How to Share

Cue the tired refrain of all lackadaisical bloggers, "I am sorry I haven't written more (but not really that sorry)." I'm not completely absent from the internet though, of course not, in fact I've uploaded forty five photos to Flickr and sent at least sixty three bundles of a hundred forty characters or less to Twitter since the last time I posted anything here.

What I used to think held me back from writing here was something like friction. All the additional steps it would take to post on my own blog, as opposed to Twitter or Facebook, made it a slightly more difficult path for the ideas that I wanted to share, and like an electric current they would choose the path of least resistance. But after streamlining both the visual layout of this blog and the process of posting to it, I still don't find myself writing here often, or writing much at all beyond 140 characters. Maybe that's okay.

I was thinking about it earlier today, the little bits that I do write go for quite a trip thanks mainly to the bit-shuttling duct-tape that is ifttt.

Like many, I accept the dominance of Facebook but still entertain the notion of Google+ as an alternative. I follow people and groups on Twitter who I don't necessarily want to see in my Facebook feed. Sometimes I take a photo and want to share a link with anyone who follows me on Twitter, but I don't want it hosted by photobucket, I want it hosted on Flickr! I want to share different things with different groups in the very specific ways that I decide upon. ifttt gives me that, and it makes me smile like the biggest dork for doing so.

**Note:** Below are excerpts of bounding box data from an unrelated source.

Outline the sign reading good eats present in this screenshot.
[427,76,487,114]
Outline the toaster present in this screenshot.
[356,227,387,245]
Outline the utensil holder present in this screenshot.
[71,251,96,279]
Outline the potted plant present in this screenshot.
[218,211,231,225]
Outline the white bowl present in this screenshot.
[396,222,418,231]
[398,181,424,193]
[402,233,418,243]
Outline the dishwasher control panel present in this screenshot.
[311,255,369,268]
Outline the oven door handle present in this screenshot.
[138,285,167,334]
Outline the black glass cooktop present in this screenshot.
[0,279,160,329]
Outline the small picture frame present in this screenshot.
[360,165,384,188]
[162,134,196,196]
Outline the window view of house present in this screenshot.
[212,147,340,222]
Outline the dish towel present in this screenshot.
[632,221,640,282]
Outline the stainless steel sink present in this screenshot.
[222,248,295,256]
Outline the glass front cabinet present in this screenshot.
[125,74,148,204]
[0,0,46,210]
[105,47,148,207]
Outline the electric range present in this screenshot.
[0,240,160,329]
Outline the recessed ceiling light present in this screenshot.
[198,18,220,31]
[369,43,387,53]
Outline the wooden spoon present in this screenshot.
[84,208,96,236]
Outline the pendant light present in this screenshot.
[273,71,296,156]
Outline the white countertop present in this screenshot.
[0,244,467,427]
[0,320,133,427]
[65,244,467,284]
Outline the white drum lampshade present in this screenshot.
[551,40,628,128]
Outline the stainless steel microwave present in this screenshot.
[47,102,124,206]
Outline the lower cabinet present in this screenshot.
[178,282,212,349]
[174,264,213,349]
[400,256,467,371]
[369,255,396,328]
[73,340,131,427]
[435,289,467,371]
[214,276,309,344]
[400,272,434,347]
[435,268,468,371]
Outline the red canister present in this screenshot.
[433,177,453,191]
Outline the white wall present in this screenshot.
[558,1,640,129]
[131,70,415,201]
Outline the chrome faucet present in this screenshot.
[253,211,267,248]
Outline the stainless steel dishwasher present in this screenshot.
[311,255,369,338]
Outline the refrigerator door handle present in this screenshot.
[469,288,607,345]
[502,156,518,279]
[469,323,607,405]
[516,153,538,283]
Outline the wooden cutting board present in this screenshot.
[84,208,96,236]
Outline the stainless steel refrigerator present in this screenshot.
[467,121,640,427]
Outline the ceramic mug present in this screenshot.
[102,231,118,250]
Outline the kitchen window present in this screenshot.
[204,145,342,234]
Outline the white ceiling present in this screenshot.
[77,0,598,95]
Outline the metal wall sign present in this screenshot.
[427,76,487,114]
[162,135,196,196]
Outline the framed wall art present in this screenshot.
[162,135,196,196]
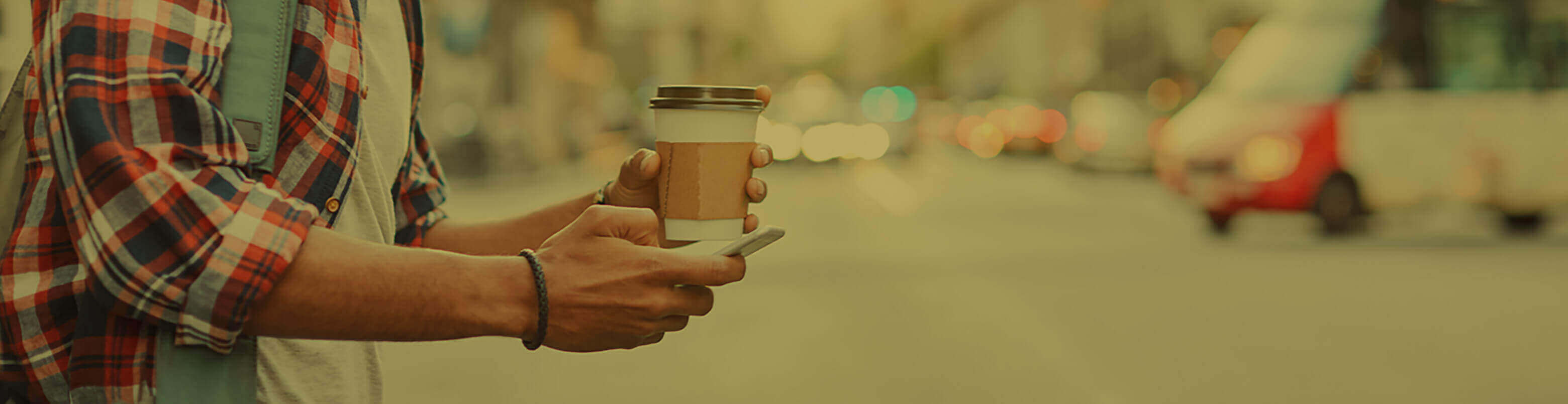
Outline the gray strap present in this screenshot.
[0,53,33,246]
[154,0,297,402]
[152,331,257,404]
[218,0,297,171]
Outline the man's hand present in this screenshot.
[605,86,773,247]
[538,205,746,352]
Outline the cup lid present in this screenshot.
[648,84,762,111]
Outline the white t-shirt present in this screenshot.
[256,0,414,402]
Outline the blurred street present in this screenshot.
[381,150,1568,402]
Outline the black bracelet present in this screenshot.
[518,249,550,351]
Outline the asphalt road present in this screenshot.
[382,153,1568,404]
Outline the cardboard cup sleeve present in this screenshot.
[655,141,757,221]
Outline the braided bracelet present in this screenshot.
[518,249,550,351]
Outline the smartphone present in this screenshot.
[714,226,784,257]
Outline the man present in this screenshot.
[0,0,771,402]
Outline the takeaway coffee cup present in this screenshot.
[648,86,762,241]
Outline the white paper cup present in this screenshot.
[649,86,762,241]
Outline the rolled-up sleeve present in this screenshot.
[392,119,447,247]
[36,0,318,352]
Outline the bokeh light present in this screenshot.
[800,125,839,163]
[985,110,1016,143]
[757,116,801,161]
[861,86,916,122]
[969,122,1007,158]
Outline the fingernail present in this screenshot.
[643,150,654,171]
[756,146,773,166]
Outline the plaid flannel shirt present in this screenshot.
[0,0,445,402]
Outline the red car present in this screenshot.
[1155,0,1568,235]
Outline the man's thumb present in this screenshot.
[616,149,658,189]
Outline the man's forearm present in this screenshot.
[425,194,594,255]
[245,227,536,341]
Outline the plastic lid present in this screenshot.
[648,86,762,111]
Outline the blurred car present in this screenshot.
[1155,0,1568,235]
[1052,91,1160,172]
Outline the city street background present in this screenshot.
[0,0,1568,404]
[382,153,1568,402]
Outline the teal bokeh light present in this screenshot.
[861,86,916,122]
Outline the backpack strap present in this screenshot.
[154,0,298,402]
[218,0,298,172]
[0,52,33,247]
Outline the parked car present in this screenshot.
[1155,0,1568,235]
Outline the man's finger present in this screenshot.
[668,285,714,316]
[638,332,665,346]
[751,143,773,167]
[578,205,658,246]
[655,251,746,286]
[616,149,658,189]
[746,178,768,204]
[658,316,692,332]
[740,215,762,233]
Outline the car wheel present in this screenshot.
[1312,172,1367,237]
[1502,212,1546,237]
[1207,212,1236,237]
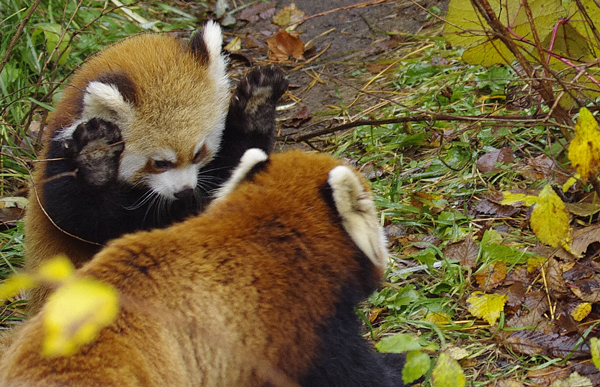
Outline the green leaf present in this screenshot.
[375,333,421,353]
[590,337,600,370]
[402,351,431,384]
[431,352,467,387]
[444,0,566,66]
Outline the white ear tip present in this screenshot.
[240,148,269,165]
[327,165,387,272]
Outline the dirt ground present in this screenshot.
[230,0,447,146]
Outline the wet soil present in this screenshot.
[226,0,447,146]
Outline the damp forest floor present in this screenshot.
[0,0,600,386]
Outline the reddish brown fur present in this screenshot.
[0,152,382,387]
[25,35,229,310]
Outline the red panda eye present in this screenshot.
[153,160,173,169]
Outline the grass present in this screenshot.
[0,0,596,386]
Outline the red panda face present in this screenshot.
[56,23,229,200]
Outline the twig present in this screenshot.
[278,113,552,142]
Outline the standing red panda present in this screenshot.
[25,22,287,310]
[0,149,404,387]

If you are curious how I do it, well, I made a flowchart. Here's how it happens:

  • Photos I want to share are uploaded to Flickr from my phone or camera and laptop. Flickr is by far the best photo-whatever on the whatever, and I love them.
  • If the photo is tagged "share", ifttt posts a link to it on Facebook, along with the title of the photo and its description (if it has one). Also, ifttt send an email to a funny email address that posts the same photo-link-title-description on Google+.
  • If I have a photo and want to make a short quip about it, I upload it to Flickr as per usual but don't tag it. I then grab the canonical flic.kr shortened url and send it along with my super insightful text to Twitter. Unfortunately, Twitter takes the liberty of wrapping any links longer that 19 characters with t.co and makes everything a bit uglier. I wish they wouldn't do that.
  • Anything I post to Twitter, whether or not it contains a link to a photo, is reposted to Facebook and Google+ by ifttt. In addition, tweets are (from now on) going to be reposted here by ifttt. I am not yet sure if this is a good idea, but the narcissistic archivist in me thinks that if I am going to be publishing things on the internet, they should have at least one home that I own. This is not a good idea.
  • If I want to share something longer that I've written here, I give it the tag "share". ifttt goes to work scraping that tag's RSS feed and forwards the title, content, and url of my post on to Facebook and Google+

Is all of this necessary? Probably not. The things I end up saying to the internet are really of no great import to most people. This might even qualify as spammy behavior towards people I'm connected with on more than one service, as it mainly serves to provide redundancy between services. To them, I apologize. I'll probably outgrow it soon, or just stop writing all together, and maybe that's okay too.